Despite high vaccination rates, Utah State Prison experiences another COVID outbreak
Dodi Killough’s fiance — Matt — is currently housed in the Oquirrh 5 facility at the state prison’s Draper location. It’s where medically vulnerable individuals are housed. But as the prison sees an outbreak in COVID cases — 66 active ones as of Nov. 12 — Killough is concerned for her fiance. A couple weeks ago Matt had back surgery and shortly after he contracted COVID-19.
He received the Johnson & Johnson vaccine months ago when it first became available.
Still, Killough said she’s concerned for his safety because he has an underlying heart condition and with his recent surgery, it makes him even more vulnerable for complications.
“He is scared to death,” she said. “You know, he has been all alone. He says that they're moving people in and out and around with COVID, that they're not taking precautions. It's going to be like it was in 2020 where you never knew when you'd wind up in quarantine. They're telling him he's safe right now because he just got over it. But who knows?”
Last November, families got together to protest after an outbreak had occurred, and it was revealed healthy prisoners were being placed with people who’d been infected.
Killough said last year, when her fiance was about to get another medical procedure done, his test results were mixed up. He’d originally been told he was negative before officials reversed course and moved him to another block to quarantine. He wrote a letter saying that an officer had confirmed he’d been negative.
Vaccination rates among prisoners range from 60-90% depending on the facility, according to the Utah Department of Corrections. Oquirrh 5 is currently at 92%.
Killough said she wants more transparency and communication about the way the prison is handling this situation. She’s scared her fiance might die.
“I would like for the prison system to see them as people. If an animal got treated that way there would be enough organizations out there to help that animal, but because they're prisoners they're not being helped,” she said.
Kaitlin Felsted, a spokesperson for the Utah State Prison, said they don’t know where the outbreak started and it’s hard to trace.
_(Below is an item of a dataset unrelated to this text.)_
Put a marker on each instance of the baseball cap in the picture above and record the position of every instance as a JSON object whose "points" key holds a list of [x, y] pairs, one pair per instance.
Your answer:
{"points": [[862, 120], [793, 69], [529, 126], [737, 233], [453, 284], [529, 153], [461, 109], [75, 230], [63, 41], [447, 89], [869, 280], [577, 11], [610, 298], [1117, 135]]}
“Incarcerated individuals interact with the community and could potentially get COVID in several different ways — staff members coming in and out of the facility,” Felsted said. “An incarcerated individual going to a care facility or having a procedure done outside our property and potentially bringing back something.”
Felsted said neither prisoners nor staff members at the prison are required to be vaccinated, but they strongly encourage it.
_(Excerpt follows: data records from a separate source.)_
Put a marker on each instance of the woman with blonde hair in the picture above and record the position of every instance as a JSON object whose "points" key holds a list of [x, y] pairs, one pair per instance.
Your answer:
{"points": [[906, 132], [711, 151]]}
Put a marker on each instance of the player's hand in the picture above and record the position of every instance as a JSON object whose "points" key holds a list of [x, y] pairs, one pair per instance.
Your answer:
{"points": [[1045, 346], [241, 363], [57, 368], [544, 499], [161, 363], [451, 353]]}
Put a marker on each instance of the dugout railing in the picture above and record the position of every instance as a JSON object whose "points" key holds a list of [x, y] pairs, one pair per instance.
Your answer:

She said they’re currently following CDC guidelines and working with local health officials to contain the spread.
“The CDC has put out a whole kind document on how to adapt to the pandemic when you work within a correctional facility,” she said. “We try to follow that very closely. If we have confirmed [cases] or we have someone who is maybe symptomatic … those testing procedures would be — prompt testing. How we would isolate and move offenders through our facilities to try and prevent the spread.”
Felsted said she encourages family members to reach out to their hotline to get more information on their loved one’s situation.